Quando o último sinal toca avisando para a saída dos alunos meu coração dá um salto, uma pirueta e quase sai pela boca. Ainda bem que ninguém parece ter percebido meu sobressalto. Fico sentada na minha carteira esperando meus colegas irem embora para eu sair depois. Não que eu esteja com vergonha, mas não quero que ninguém me veja indo naquela sala.

Enquanto espero, me concentro em não desmaiar fazendo um exercício de relaxamento, inspirando e expirando lentamente para aliviar ou ao menos diminuir um pouco a tensão. Oxigenar meu cérebro para pensar mais claramente.

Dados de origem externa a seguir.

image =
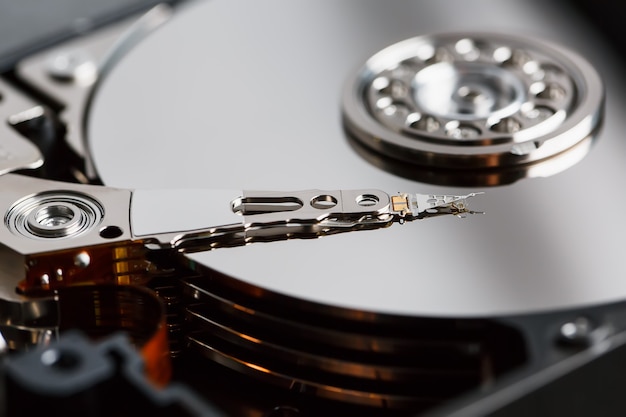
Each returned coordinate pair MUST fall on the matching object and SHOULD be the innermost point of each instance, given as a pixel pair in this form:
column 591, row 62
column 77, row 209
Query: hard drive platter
column 252, row 96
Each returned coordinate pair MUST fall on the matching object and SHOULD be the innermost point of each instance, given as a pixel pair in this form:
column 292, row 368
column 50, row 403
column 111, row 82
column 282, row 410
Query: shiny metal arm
column 44, row 216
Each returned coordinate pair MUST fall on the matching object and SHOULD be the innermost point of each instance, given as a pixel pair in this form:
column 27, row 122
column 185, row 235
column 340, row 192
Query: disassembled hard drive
column 171, row 175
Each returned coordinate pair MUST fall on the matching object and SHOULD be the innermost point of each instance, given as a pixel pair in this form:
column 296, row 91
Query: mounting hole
column 323, row 202
column 53, row 216
column 111, row 232
column 367, row 200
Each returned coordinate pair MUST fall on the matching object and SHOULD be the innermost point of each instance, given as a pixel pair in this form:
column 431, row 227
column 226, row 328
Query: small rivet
column 82, row 260
column 577, row 332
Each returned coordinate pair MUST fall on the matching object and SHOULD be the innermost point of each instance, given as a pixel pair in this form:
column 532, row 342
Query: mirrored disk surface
column 247, row 95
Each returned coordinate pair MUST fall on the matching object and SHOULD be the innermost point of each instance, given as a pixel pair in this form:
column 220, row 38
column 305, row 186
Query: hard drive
column 353, row 135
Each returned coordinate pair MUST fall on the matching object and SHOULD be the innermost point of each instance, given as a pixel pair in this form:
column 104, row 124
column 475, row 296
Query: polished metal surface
column 473, row 100
column 231, row 96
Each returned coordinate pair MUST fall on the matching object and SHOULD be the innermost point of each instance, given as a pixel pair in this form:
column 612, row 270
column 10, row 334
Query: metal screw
column 582, row 332
column 82, row 260
column 74, row 65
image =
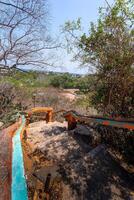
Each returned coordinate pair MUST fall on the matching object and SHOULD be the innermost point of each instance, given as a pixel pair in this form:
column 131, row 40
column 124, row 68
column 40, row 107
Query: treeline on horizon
column 50, row 79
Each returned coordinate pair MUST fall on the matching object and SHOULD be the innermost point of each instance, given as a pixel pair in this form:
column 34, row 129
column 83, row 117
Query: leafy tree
column 108, row 48
column 24, row 37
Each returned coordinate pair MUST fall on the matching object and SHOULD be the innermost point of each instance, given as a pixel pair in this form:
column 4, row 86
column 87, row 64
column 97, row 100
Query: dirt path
column 5, row 161
column 77, row 171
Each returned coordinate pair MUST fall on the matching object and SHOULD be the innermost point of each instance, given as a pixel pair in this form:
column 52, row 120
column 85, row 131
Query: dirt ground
column 62, row 165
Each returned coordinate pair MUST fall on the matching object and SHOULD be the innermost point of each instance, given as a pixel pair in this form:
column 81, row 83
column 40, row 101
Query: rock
column 82, row 130
column 1, row 124
column 100, row 149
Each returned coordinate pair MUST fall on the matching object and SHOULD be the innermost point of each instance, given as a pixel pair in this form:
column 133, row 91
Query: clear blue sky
column 64, row 10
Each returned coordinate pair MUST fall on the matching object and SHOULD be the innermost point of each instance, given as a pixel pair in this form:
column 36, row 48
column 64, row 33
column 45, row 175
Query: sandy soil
column 78, row 170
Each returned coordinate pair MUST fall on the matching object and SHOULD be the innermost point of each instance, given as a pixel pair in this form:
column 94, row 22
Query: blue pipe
column 19, row 186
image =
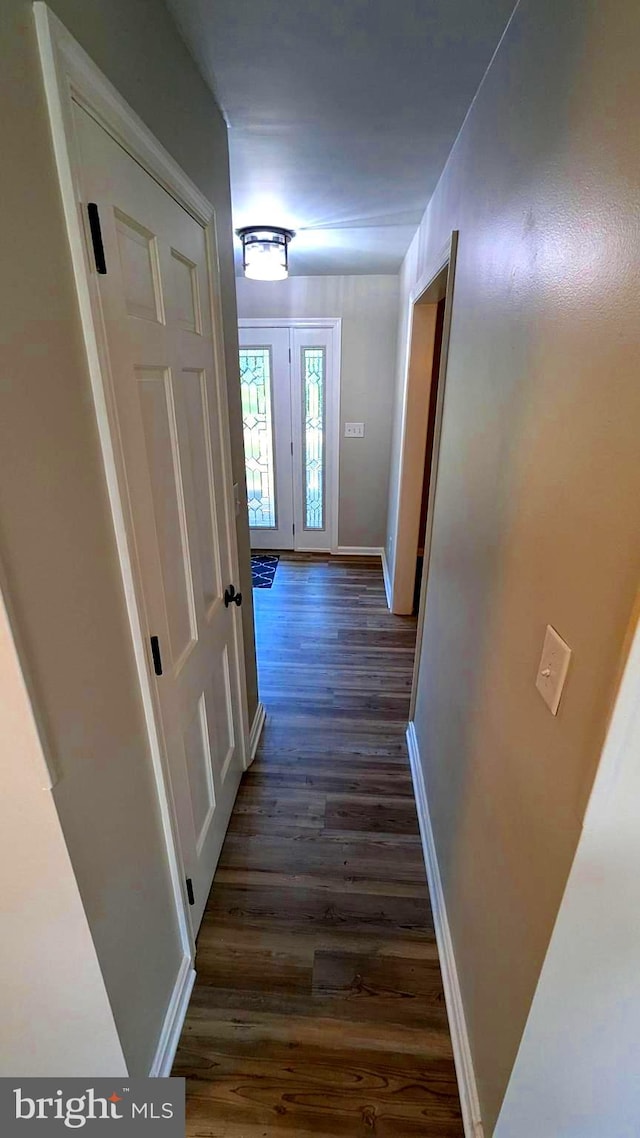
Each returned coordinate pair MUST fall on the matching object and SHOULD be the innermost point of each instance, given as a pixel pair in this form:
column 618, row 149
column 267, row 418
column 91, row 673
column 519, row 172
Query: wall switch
column 552, row 670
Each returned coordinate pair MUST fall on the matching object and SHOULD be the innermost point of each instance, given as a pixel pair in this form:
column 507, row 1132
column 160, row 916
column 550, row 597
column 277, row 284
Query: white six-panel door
column 289, row 386
column 156, row 307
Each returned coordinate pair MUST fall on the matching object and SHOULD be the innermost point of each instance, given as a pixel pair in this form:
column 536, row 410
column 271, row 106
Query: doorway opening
column 289, row 385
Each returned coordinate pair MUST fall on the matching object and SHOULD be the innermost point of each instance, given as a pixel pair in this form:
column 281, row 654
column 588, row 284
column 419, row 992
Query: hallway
column 318, row 1007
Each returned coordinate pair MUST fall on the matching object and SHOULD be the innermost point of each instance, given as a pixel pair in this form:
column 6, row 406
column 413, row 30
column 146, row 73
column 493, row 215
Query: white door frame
column 334, row 323
column 71, row 76
column 420, row 315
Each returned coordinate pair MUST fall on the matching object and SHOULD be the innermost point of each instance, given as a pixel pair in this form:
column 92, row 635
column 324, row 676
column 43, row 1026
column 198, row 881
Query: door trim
column 334, row 323
column 70, row 75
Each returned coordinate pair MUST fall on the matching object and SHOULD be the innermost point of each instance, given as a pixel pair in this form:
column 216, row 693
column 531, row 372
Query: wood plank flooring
column 318, row 1007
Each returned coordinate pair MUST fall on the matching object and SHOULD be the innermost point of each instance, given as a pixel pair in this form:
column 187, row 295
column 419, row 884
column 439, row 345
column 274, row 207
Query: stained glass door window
column 313, row 437
column 255, row 387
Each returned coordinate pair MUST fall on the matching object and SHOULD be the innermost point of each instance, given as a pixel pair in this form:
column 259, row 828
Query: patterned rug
column 263, row 569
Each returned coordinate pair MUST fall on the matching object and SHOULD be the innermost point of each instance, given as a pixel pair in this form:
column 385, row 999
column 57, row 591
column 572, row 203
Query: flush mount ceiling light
column 265, row 252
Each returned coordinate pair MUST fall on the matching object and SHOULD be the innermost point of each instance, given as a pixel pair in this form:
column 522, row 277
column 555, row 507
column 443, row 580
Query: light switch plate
column 552, row 670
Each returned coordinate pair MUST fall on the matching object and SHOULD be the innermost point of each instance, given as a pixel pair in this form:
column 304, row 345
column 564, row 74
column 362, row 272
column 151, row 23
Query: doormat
column 263, row 569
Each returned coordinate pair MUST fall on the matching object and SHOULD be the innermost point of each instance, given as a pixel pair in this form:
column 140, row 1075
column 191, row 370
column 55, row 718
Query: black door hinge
column 97, row 238
column 156, row 656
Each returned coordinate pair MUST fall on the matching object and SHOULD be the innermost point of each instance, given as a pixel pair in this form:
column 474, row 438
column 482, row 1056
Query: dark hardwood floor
column 318, row 1008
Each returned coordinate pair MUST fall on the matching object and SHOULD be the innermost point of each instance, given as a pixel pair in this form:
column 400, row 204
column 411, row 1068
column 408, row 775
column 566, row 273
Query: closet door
column 314, row 435
column 267, row 419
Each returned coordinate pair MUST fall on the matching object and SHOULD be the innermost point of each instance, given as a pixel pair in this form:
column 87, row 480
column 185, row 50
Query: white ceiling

 Ainda posso não ir à consulta, mesmo que semana que vem vão me chamar na diretoria de novo. Digo que meu pai não me deixou ficar (eles sabem que eu vim para aula e questionariam). E, bem, isso é verdade. Se eu dissesse que era uma consulta com a psicóloga da escola meu pai provavelmente não me deixaria ficar. Tive que falar que era para um trabalho, tive que me convencer que era melhor assim porque se eu não acreditasse na mentira eu nunca iria conseguir mentir. 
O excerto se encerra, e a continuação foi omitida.